Osmanlı’da emekli maaşı, sadece yüksek bürokratik görevliler için değil, ulema sınıfı için de verilirdi. Örneğin, 16. yüzyılda şeyhülislamlar emekli olduklarında günlük 200 akçe maaş alırlardı. Diğer bürokratik görevliler için de maaşlar, devletin düzenlemeleri ile belirlenir ve zamanla güncellenirdi.
Askerler, özellikle kapıkulu askerleri olan yeniçeriler, savaş dışı kalan veya yaşlanan askerlere maaş bağlanıyordu. Başlangıçta maaşlar düşükken, zamanla daha düzenli bir sistem oluşturulmuştu. Yeniçeriler, İstanbul dışında yaşıyorlarsa yerel gelirlerden maaşlarını alırlardı.

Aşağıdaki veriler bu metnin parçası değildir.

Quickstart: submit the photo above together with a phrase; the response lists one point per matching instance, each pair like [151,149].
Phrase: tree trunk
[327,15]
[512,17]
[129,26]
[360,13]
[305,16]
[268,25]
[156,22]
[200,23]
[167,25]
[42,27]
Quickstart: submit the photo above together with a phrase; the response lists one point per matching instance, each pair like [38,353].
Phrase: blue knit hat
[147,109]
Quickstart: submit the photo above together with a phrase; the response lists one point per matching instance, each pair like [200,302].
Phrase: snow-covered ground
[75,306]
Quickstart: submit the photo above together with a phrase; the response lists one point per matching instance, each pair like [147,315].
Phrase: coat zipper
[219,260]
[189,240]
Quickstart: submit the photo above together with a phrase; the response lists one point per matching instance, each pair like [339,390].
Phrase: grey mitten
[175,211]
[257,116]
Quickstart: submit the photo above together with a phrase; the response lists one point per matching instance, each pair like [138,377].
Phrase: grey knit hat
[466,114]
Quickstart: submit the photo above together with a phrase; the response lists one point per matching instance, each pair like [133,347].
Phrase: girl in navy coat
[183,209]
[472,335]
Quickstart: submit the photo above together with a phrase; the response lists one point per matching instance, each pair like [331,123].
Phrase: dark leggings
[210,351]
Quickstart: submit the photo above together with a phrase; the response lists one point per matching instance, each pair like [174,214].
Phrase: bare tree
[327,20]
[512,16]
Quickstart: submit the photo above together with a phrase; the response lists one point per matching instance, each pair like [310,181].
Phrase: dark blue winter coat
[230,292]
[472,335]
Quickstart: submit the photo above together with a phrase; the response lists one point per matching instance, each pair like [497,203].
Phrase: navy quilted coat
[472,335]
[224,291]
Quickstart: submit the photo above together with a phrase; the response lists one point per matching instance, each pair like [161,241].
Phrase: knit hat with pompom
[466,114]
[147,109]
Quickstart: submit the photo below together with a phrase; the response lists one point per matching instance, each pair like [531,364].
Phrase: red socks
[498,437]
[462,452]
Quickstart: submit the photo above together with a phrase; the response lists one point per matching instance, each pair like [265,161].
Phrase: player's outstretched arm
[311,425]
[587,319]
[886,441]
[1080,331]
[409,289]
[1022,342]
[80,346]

Tanzimat dönemiyle birlikte, emeklilik sistemi daha düzenli hale geldi. 19. yüzyılda çıkarılan kanunlarla askeri ve sivil memurlar için emeklilik yasaları getirildi. 1859’da Askeri Tekaüt Kanunu çıkarıldı ve 1866’da askerlerin emeklilik durumu düzenlendi. 1875’te işçiler için de emeklilik düzenlemeleri yapıldı, 1881’de ise sivil memurlar için bir emeklilik sandığı kuruldu. Bu dönemde, emekli maaşlarının yanı sıra dul ve yetimlerin de devletten destek alması sağlanmıştır.
Özetle, Osmanlı İmparatorluğu, modern sosyal güvenlik sistemine geçişte önemli adımlar atmış ve emeklilik düzenlemeleriyle Avrupa’dan çok önce bir sosyal güvenlik altyapısı oluşturmuştur.